The aryl-substituted BMIDA alkyne components can also be accessed via metalation/borylation or via a simpler Sonogashira coupling of the commercially available acetylene BMIDA (see SI).[24,25]

The reaction is completely regioselective. Regioselectivity was unequivocally established by X-ray crystallography (3 and 4, Scheme ) and NMR, showing that the BMIDA occupies the 2-position consistent with a larger steric footprint of this unit in comparison to the alkyl/aryl groups.[26]

A demonstration of the utility of the 2-BMIDA indole products is shown in Scheme . The sulfa drugs are a particularly important class of antibiotics.[27] The developed methodology enables the rapid, regioselective synthesis of the sulfa drug chemotype, included marketed compound 37(28) via annulation and subsequent Suzuki–Miyaura cross-coupling (Scheme a).
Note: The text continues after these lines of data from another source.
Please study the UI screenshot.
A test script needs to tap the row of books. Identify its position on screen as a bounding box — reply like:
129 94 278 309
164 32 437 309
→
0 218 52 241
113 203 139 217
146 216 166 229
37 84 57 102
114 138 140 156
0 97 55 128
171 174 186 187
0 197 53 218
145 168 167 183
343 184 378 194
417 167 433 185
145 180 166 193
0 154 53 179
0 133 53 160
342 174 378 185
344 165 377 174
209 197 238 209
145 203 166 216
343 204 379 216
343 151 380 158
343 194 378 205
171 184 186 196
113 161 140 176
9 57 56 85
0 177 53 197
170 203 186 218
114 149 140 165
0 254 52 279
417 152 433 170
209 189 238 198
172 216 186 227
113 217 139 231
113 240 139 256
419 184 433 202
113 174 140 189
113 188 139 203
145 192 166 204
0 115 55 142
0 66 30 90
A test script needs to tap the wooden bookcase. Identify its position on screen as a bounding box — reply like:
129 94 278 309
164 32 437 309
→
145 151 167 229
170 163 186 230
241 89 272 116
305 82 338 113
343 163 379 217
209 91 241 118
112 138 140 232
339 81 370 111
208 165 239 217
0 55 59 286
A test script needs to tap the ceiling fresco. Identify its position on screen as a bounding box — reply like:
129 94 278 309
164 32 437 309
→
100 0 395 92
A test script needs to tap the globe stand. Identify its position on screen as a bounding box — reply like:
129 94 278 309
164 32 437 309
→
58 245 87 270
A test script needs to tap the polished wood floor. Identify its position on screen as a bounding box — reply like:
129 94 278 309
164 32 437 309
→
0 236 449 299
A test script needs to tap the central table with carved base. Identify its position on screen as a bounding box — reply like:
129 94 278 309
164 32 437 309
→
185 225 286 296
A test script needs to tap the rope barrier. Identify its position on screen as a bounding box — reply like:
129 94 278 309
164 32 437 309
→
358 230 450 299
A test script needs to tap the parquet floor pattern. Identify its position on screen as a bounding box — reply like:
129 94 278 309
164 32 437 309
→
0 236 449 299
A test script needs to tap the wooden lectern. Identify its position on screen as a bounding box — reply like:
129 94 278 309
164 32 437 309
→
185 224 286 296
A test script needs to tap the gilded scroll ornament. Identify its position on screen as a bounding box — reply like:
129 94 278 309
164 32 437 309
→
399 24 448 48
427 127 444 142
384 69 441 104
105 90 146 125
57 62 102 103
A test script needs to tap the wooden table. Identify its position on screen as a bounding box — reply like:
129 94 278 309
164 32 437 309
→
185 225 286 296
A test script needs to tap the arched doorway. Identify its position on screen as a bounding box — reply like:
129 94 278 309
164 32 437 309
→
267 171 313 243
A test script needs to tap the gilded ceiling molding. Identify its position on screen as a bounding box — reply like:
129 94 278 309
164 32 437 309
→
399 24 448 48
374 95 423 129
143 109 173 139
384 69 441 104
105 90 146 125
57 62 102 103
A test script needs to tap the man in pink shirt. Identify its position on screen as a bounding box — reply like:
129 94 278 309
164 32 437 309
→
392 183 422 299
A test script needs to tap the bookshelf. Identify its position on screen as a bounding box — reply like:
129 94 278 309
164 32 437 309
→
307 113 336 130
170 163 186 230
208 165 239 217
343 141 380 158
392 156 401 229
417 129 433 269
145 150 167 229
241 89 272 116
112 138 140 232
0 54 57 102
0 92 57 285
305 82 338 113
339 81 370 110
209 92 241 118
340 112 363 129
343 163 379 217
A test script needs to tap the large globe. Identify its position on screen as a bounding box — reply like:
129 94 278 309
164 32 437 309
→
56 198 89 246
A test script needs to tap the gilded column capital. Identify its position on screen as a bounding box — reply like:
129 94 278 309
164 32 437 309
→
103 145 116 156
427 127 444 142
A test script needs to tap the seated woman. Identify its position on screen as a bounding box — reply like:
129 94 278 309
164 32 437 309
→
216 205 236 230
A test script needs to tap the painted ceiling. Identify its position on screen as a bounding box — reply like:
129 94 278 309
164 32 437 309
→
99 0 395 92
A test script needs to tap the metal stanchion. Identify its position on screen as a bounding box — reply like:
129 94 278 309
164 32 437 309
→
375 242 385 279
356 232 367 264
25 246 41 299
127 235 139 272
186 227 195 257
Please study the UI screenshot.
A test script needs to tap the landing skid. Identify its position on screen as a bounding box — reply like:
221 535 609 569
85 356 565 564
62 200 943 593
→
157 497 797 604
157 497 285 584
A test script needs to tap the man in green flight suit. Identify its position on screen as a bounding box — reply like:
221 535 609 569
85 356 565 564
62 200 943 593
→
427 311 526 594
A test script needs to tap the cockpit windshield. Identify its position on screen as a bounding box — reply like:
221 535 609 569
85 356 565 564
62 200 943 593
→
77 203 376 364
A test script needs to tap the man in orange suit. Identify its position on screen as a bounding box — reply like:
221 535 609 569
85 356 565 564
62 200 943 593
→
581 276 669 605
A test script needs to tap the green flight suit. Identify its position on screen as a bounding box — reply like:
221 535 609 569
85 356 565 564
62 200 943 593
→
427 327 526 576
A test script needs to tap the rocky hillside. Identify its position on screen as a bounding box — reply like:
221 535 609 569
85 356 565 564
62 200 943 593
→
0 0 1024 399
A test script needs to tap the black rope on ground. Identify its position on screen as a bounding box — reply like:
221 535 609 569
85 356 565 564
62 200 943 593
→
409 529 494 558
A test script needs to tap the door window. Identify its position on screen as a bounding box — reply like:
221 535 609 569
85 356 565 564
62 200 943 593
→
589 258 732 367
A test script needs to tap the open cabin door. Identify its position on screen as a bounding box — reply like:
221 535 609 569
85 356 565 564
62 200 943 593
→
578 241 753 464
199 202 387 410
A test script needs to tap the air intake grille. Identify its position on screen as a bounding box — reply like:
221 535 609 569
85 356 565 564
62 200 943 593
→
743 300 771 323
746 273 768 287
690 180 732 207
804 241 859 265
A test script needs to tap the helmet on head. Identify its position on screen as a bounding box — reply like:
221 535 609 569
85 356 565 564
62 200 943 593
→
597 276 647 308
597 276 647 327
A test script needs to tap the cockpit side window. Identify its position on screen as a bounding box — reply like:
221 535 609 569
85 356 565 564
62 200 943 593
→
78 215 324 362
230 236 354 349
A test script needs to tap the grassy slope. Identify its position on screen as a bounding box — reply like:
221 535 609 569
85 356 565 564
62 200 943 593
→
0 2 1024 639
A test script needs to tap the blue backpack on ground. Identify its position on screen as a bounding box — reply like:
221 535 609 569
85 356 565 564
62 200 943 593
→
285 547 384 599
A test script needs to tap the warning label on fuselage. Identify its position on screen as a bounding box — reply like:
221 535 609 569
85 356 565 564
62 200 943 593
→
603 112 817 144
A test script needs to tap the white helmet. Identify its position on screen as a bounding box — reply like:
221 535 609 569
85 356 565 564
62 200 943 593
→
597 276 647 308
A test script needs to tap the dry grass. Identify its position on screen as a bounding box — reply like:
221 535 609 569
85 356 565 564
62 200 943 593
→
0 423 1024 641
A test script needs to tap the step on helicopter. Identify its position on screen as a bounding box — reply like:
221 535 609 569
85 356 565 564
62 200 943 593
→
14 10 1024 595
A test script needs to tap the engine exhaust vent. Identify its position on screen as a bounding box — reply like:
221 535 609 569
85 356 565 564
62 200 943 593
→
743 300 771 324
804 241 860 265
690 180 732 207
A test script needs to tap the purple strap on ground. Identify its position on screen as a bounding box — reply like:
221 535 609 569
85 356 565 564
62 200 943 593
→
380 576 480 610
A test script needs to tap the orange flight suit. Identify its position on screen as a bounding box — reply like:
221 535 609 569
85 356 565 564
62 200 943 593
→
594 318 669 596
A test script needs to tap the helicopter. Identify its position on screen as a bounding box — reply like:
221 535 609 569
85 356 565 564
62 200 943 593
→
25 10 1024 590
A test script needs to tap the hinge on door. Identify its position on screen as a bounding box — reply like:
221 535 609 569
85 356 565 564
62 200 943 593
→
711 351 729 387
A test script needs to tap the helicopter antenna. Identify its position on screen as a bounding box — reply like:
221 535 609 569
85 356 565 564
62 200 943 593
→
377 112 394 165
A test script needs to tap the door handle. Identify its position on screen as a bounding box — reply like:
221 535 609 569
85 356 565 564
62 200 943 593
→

Importantly, while a Larock approach to 38 could be envisaged via direct heteroannulation using the appropriate diaryl alkyne, steric issues lead to low yields for diaryl alkynes, and in addition, the subtle electronic differences lead to regioisomeric mixtures in these diaryl systems.[7−9,18−22]

Scheme 3

Utility of the Process in Drug and Natural Product Synthesis

Finally, this annulation/cross-coupling approach can be deployed to enable the modular synthesis of the Aspidosperma alkaloid goniomitine (Scheme b).[29] Annulation using alkyne 38 delivers indole 39 on a multigram scale. Cross-coupling with lactam fragment 40 provided 41, establishing the full carbon framework needed for the natural product. Hydrogenation, cyclization, and deprotection rapidly provided goniomitine (42). Importantly, intermediate 41 can be potentially diverted to other members of the Aspidosperma family following established approaches.[30]

In summary, a Larock-type annulation has been developed for the synthesis of 2-BMIDA indoles, allowing access to readily modifiable borylated heterocyclic scaffolds. The process accommodates a range of functionalized alkyne and aryl iodide coupling partners and delivers the products in good to excellent yield. The utility of the products has been highlighted in the rapid synthesis of drug and natural product scaffolds.[31]